Origen is a Catholic Church Father was an early Christian scholar, ascetic, and theologian. He was a prolific writer who wrote roughly 2,000 treatises in multiple branches of theology, including textual criticism, biblical exegesis and biblical hermeneutics, homiletics, and spirituality. He was one of the most influential figures in early Christian theology, apologetics, and asceticism. He has been described as "the greatest genius the early church ever produced.”
b. Theodotion, Greek Translation Hexapla text, Early historians assign his work of translation to 230 and 240 CE, Hellenistic Jewish scholar and linguist and author of a Greek translation of the Old Testament.
Theodotion’s Greek Translation Text version appeared in the sixth column of Origen’s Hexapla, a 3rd-century version of the Old Testament presenting six Greek and Hebrew texts in parallel columns.
It is not so much an independent translation as a revision of the Septuagint— But the earliest Greek translation, dating in part from the 3rd century BC—supplying its omissions.
Peculiar Hebrew words are not translated but transliterated into Greek letters, either in order to avoid conjectural readings or to give an authentic colour to the version.
The popularity of Theodotion’s translation in the early church can be deduced from its fragments that fill gaps in the Septuagint text of Jeremiah and from its version of Daniel that replaces the Septuagint translation.

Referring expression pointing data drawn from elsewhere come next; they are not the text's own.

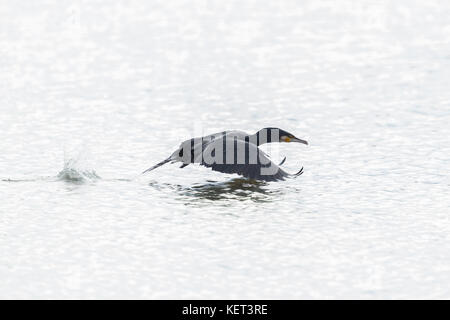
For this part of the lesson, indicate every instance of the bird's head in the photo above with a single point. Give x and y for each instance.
(272, 134)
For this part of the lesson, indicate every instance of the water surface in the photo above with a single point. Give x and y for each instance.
(94, 92)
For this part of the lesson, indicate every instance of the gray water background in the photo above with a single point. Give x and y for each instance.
(94, 92)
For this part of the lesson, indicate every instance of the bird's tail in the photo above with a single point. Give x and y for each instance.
(157, 165)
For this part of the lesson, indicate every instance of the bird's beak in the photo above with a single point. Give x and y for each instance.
(299, 140)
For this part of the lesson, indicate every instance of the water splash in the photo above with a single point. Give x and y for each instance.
(77, 167)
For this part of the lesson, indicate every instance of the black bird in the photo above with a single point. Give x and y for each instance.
(235, 152)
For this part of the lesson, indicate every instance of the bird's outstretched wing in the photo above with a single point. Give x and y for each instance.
(261, 168)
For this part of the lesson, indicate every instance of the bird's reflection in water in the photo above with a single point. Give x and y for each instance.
(238, 189)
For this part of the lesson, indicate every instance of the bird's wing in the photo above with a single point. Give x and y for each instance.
(242, 158)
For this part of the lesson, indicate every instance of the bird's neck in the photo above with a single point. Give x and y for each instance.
(261, 137)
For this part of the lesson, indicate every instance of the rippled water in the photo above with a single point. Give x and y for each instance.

It was quoted in the 2nd century in the Shepherd of Hermas and by the Christian apologist Justin Martyr.
The replacement of Daniel was so thorough that only two manuscripts (one of about the 3rd century and one of the 11th century) of the Greek Old Testament contain the Septuagint version.
Theodotion’s version of Daniel may go back to an older translation. The extant manuscripts of the Theodotion text were published in 1875.
c. The translation of Symmachus Greek Translation 6th century work. Another Greek translation an otherwise unknown scholar, who made use of his predecessors. His influence was small, other than that, his translation is known largely through fragments of the Hexapla.
d. The Aleppo Greek Text (Hebrew: כֶּתֶר אֲרָם צוֹבָא Keter Aram Tzova or Crown of Aleppo) is a medieval bound manuscript of the Hebrew Bible. The codex was written in the city of Tiberias, in what is currently northern Israel, in the 10th century C.E., and was endorsed for its accuracy by Maimonides.
The oldest extant manuscripts date from around the 9th century. The Aleppo Codex (once the oldest-known complete copy but now missing the Torah) dates from the 10th century. The Masoretic Text defines the Jewish canon and its precise letter-text, with its vocalization and accentuation known as the Masorah.
That my friends is the short and sweet of the origin of the Bible, and the translations of the Old and New Testament bible.